Build a real time data streaming system with Amazon Kinesis Data Stream and Kinesis Agent

Lab Details

  1. This lab walks you through hosting a sample website using the apache web server on the EC2 Linux instance and collecting the real-time logs of the website to AWS S3.

  2. You will practice this lab using Kinesis Data Streams, Kinesis Agent, EC2, Kinesis Firehose, S3.

  3. Duration : 1 hour 30 minutes

  4. AWS Region : US East (N. Virginia) us-east-1

Introduction

Amazon Kinesis Data Streams

  • Data streaming technology enables a customer to ingest, process and analyze high volumes of data from a variety of sources.

  • Kinesis data streams is one such scalable and durable real-time data streaming service.

  • A Kinesis data stream is an ordered sequence of data records meant to be written to and read from in real time.

  • The pricing of the data streams is on a per-shard basis.

Components

  • Data record - The unit of data stored by Kinesis Data Stream.

  • Data stream - represents a group of data records. The data records in a data stream are distributed into shards.

  • Retention period - Length of time Data records are accessible from streams. A Kinesis data stream stores records from 24 hours by default, up to 365 days.

  • Kinesis Client Library - Ensures that for every shard there is a record processor running and processing the shard.

  • A producer puts data records into shards..

  • A consumer gets data records from shards

  • Shard - It has a sequence of data records in a stream.

    • There can be more than one shards. The number of shards required is mentioned while creating the data stream.

    • Total capacity of stream is the sum of capacities of its shards.

    • Ingest rate per shard - 1 MB or 1,000 messages per second.

    • Data read rate per shard - 2 MB per second.

    • Partition Key - Used to group data by shard within a stream.

  • The stream records can be directly sent to services like S3, Redshift, ElasticSearch, etc. instead of creating consumer applications.

Amazon Kinesis Agent

  • Amazon Kinesis agent is a Java software application that offers an easy way to collect and send data to Kinesis Data Firehose.

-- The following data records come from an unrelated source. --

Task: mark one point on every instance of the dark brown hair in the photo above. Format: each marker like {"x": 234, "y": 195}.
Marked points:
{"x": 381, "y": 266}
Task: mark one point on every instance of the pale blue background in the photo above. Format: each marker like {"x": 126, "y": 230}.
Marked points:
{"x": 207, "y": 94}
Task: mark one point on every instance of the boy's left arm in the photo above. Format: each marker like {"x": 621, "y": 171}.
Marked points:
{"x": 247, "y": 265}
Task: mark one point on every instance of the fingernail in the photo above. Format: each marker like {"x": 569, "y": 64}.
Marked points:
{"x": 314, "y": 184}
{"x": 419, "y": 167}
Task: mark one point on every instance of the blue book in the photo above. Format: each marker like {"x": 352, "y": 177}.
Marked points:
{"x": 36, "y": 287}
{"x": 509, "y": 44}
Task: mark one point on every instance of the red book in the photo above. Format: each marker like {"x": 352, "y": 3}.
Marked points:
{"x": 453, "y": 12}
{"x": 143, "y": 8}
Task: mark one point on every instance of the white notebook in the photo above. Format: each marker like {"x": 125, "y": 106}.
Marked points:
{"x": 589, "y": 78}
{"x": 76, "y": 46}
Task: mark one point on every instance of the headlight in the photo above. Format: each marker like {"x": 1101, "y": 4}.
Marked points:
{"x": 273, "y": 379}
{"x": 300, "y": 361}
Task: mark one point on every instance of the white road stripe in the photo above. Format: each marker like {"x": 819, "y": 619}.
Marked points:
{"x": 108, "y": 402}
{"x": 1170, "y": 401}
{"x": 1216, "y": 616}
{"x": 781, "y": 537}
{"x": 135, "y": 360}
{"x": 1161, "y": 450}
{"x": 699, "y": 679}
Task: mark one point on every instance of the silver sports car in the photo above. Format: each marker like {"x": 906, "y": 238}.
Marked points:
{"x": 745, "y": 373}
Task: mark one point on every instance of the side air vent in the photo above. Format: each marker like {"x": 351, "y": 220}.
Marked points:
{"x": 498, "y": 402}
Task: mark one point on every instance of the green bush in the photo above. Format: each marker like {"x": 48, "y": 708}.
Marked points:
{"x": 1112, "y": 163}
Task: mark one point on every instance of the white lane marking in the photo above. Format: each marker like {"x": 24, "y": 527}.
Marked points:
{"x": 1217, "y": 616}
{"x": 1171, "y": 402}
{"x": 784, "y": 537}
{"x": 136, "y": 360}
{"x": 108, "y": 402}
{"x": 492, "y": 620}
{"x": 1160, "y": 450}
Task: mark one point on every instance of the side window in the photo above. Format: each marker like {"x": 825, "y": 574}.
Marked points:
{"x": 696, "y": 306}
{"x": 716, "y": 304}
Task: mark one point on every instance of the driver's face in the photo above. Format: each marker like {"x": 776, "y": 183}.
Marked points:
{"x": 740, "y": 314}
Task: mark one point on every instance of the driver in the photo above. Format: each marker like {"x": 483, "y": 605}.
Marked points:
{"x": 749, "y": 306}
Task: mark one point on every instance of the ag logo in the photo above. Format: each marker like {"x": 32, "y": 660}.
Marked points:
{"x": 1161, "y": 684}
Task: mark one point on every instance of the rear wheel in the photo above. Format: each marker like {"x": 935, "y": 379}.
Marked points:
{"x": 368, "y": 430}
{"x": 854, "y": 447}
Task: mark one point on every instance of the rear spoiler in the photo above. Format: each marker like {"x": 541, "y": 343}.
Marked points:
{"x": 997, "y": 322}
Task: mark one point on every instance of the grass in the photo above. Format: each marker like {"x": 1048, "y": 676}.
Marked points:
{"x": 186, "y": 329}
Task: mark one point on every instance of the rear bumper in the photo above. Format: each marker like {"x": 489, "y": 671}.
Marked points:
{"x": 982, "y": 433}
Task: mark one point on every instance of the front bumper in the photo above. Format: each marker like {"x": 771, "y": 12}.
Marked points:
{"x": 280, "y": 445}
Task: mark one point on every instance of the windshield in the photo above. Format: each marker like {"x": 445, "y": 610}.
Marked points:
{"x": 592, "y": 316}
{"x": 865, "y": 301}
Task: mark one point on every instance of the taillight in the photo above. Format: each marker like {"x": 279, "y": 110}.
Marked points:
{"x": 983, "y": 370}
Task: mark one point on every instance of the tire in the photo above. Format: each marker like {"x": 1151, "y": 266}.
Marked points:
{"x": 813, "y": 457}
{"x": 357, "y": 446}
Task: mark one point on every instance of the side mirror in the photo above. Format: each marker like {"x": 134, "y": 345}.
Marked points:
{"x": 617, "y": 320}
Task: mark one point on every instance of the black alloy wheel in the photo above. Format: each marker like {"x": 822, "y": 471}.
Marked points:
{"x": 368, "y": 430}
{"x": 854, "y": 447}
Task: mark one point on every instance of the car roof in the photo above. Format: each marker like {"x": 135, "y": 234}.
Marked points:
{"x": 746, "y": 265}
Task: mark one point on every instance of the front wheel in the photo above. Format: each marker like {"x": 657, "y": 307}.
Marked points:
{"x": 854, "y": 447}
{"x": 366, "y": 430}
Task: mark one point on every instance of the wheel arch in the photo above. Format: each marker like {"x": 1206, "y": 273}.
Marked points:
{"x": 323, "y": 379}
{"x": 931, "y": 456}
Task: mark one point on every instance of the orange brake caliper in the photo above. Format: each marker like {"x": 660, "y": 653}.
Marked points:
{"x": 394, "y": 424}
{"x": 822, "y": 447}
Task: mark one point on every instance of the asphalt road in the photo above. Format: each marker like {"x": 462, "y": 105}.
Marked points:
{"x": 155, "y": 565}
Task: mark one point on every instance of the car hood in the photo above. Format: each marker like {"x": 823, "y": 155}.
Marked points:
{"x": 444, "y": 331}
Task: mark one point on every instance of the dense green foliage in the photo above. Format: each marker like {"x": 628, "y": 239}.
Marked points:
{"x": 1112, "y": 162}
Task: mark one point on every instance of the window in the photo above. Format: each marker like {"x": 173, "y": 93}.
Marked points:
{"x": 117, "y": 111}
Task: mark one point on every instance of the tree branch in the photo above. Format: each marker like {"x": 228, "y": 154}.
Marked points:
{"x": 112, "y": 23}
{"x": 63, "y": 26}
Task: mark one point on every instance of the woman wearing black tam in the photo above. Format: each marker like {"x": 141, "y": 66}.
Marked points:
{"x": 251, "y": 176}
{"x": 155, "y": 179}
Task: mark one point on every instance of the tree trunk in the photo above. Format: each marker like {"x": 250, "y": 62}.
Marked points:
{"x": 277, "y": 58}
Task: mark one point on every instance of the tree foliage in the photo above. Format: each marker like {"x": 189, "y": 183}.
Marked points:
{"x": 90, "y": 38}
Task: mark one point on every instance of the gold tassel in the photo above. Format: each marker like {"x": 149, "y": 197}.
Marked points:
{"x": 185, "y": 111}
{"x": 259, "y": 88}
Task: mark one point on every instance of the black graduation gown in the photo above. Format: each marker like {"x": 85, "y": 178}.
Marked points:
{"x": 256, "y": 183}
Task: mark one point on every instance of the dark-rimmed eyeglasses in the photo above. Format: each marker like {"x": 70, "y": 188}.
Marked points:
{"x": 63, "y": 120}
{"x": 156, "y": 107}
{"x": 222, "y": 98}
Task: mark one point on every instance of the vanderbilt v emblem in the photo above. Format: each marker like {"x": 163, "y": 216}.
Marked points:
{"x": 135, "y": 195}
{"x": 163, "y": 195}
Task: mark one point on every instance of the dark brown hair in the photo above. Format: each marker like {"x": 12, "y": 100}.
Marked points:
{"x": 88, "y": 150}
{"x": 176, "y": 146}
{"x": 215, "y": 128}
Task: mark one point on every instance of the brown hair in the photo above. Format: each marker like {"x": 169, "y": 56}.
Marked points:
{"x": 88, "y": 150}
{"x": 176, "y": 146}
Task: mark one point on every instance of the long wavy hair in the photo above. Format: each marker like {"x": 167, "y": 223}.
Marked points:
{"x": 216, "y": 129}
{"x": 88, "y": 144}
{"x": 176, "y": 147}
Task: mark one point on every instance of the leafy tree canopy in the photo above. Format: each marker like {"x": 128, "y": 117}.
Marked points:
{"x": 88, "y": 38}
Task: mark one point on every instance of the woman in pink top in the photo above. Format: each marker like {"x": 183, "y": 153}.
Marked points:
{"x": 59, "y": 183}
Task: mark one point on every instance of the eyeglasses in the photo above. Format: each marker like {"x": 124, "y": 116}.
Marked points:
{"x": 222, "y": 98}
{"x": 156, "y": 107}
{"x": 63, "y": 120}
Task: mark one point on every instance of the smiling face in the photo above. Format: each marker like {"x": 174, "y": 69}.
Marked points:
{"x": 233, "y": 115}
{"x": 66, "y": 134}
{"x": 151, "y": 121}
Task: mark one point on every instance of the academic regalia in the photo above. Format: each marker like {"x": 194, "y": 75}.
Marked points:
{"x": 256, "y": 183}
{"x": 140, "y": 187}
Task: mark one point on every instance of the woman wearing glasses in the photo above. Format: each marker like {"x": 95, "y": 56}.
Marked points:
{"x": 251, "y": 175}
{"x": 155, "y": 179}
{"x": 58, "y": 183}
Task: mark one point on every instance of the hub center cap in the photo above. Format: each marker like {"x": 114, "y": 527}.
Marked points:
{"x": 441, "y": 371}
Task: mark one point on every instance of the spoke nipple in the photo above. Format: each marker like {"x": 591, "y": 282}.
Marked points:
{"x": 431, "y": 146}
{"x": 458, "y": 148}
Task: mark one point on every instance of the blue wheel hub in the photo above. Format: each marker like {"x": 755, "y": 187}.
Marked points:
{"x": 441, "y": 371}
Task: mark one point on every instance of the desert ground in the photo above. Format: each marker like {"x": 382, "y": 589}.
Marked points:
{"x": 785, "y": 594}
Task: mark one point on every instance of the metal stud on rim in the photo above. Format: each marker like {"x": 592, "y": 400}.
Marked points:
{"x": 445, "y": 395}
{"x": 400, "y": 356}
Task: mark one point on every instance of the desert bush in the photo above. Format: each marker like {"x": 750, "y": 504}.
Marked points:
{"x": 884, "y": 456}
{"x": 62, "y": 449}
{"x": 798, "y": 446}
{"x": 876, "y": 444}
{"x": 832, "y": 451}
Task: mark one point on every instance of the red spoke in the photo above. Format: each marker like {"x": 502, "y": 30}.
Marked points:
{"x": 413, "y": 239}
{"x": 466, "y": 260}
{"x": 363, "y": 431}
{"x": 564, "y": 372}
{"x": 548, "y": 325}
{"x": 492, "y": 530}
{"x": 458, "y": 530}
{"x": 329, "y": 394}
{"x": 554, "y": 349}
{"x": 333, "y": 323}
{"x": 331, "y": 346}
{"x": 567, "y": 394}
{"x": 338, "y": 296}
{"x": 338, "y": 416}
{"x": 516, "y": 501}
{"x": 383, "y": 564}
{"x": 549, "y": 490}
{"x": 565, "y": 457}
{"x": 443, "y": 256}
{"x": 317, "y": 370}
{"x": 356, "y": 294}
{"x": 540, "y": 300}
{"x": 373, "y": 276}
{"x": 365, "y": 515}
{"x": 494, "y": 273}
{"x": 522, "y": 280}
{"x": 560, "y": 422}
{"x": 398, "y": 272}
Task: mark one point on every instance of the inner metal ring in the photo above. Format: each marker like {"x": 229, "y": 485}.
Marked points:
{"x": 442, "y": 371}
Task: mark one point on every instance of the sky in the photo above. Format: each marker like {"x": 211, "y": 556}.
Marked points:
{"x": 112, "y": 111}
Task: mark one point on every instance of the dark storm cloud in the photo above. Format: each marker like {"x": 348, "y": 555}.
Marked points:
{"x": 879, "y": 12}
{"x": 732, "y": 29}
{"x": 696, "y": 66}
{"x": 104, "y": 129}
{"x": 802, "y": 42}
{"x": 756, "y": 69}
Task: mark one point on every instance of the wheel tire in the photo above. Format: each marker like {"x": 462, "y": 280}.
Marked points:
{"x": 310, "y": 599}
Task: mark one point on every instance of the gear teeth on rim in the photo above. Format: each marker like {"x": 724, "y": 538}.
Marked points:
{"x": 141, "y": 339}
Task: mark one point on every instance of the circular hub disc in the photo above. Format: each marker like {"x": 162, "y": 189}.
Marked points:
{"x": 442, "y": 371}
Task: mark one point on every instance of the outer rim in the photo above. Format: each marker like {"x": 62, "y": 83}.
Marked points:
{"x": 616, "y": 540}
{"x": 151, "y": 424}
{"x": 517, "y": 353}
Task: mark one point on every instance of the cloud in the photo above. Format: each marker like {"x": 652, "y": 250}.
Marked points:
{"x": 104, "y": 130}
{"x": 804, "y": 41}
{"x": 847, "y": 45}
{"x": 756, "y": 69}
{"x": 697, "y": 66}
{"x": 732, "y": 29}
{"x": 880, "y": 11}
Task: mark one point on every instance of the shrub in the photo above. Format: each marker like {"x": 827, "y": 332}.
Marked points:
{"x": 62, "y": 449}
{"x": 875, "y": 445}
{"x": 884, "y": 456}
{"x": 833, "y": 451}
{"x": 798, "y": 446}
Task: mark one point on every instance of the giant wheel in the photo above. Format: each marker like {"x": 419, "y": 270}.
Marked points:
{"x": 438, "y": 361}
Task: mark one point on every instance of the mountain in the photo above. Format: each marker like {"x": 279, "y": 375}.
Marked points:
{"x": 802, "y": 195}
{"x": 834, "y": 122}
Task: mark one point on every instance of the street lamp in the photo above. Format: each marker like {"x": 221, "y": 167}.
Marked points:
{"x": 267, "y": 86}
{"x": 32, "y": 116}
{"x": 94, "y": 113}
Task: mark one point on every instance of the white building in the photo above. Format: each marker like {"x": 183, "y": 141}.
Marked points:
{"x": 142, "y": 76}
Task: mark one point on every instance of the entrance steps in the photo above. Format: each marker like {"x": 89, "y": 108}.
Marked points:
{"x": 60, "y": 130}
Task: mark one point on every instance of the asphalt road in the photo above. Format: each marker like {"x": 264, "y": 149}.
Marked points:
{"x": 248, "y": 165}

  • The agent continuously monitors a set of files and sends new data to your Kinesis Data Firehose delivery stream.

Architecture Diagram

Case Study

  1. Suppose an application is running on the EC2 Instance and it is generating continuous logs.

  2. Those logs will be pushed into the Kinesis Data Streams.

  3. From the Kinesis Data Streams, it gets consumed through the Kinesis Firehose.

  4. The data from Kinesis Firehose is then saved into the S3 Bucket.

Task Details

  1. Log into the AWS Management Console

  2. Creating an IAM Role

  3. Launching an EC2 Instance

  4. SSH into EC2 Instance

  5. Host a sample website

  6. Set file permissions to httpd

  7. Creating Kinesis data stream

  8. Creating a S3 Bucket

  9. Creating Kinesis Data Firehose

  10. Creating and configuring Kinesis Agent

  11. Testing the real-time streaming of data

  12. Checking the CloudWatch metrics of Kinesis Data Streams and Data Firehose

  13. Deleting AWS Resources